Lá pelas horas que antecedem a manhã, as respirações já estavam sincronizadas. Suspiros leves e espontâneos quebravam o ritmo, que logo era restabelecido. Até que a respiração fez cócegas na nuca mais baixa. Ele se mexeu de leve, passou as mãos no pescoço. Curvou mais a cabeça.
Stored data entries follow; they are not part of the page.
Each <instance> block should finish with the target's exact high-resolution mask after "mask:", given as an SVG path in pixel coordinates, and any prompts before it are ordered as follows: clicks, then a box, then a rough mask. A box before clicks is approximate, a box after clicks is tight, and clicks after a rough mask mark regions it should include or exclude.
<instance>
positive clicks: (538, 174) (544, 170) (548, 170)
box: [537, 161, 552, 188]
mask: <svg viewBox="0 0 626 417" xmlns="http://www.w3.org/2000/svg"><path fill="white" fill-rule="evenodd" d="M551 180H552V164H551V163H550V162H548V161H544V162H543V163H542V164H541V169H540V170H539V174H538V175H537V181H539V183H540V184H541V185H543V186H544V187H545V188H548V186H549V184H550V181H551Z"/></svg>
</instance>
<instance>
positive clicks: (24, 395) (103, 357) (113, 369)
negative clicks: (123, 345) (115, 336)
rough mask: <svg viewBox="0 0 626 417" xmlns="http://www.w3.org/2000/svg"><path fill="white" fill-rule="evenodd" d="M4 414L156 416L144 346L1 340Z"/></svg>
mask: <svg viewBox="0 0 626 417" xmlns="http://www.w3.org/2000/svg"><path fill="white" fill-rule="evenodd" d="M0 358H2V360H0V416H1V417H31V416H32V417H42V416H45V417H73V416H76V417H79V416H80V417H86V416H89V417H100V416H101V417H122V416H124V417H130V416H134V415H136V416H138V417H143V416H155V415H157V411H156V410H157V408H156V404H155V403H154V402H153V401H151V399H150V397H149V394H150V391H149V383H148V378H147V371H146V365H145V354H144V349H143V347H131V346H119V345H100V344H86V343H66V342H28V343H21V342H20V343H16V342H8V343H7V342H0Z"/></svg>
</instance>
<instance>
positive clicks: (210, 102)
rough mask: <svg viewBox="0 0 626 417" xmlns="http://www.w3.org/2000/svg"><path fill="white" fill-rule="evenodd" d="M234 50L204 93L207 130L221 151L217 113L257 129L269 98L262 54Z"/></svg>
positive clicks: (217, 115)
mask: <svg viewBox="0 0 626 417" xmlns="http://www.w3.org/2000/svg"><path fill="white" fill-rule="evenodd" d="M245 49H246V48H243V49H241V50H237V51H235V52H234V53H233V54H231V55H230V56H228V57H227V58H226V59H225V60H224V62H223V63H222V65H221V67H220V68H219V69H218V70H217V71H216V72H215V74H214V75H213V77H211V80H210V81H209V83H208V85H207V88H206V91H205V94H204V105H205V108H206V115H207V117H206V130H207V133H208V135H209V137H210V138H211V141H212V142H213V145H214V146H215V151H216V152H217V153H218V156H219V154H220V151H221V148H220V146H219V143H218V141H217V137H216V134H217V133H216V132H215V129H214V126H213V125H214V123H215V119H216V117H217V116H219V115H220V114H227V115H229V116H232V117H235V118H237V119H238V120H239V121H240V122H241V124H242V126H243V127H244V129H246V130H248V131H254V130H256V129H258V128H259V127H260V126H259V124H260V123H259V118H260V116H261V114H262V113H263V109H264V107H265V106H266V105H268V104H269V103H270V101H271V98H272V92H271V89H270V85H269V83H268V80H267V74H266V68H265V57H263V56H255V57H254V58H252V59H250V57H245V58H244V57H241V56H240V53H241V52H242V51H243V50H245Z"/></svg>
As cócegas eram involuntárias, por isso mesmo irritantes, mas de um prazer inumano.
Abriu os olhos. Sentiu o cheiro de couro sintético, barato. O braço adormecido, privado de circulação, ele desdobrou e o deixou cair. Apoiava o outro sobre o lençol. Ainda sentia a respiração dele brincando-lhe na nuca, o peito inflando e murchando devagar às suas costas, sua mão repousando suavemente na sua lateral. Naquele momento ele era o ser mais leve.
Sentia a luz opaca da televisão o banhar. O som, quase inaudível, dizia que algum tipo de orquestra tocava. Ainda assim, ele não se virou. A música estava tão baixa que poderia estar saindo de seus pensamentos mais profundos, e aquilo estava agradável. As luzes dos eletrônicos piscavam freneticamente ao fundo. Tudo estava vivo e, ainda assim, muito silencioso, como que à espreita.
O braço voltou a circular, e ele pôde a superfície felpuda. Cada vez era uma sensação única. Sentiu, também, as cinturas que se tocavam e as pernas, que de tão enroladas tornavam-se um só corpo. Fechou os olhos e, por um instante, foi tudo: respiração, toque, música, luz.
Virou-se para o outro lado, lentamente. Sentiu o formato do travesseiro mudar. A mão escorreu de sua lateral, então ele a recolocou, pendendo agora até suas costas. E, de lá, deslizou sua própria mão pela outra mão, pelo braço. Subiu-lhe pelo ombro até descansar no peito branco que ainda movia-se lentamente. Tocou-lhe o maxilar curvo, sentiu-lhe a aspereza da barba.
Os lábios fechavam-se em botão. O nariz europeu, irritantemente simétrico, continuava a expelir o ar que o acordara. O viu com os olhos e com as mãos até que a música se tornasse insuportavelmente alta e um nó formasse dentro de si.
Ainda assim, tudo permanecia calmo enquanto ele o partia em pedaços e o escondia. Escondeu no peito, na cabeça, na boca. Fez do sangue dele o seu sangue, da sua carne, uma pele emprestada. Envolveu-o num abraço sangrento e desesperado, numa calma mortífera. Roubou-lhe a voz, roubou-lhe os medos.
Desfez-se.
O sol nasceu. Espreguiçou-se. Esticou o braço até vencer todo o colchão vazio e alcançar o couro barato. Não estava sozinho.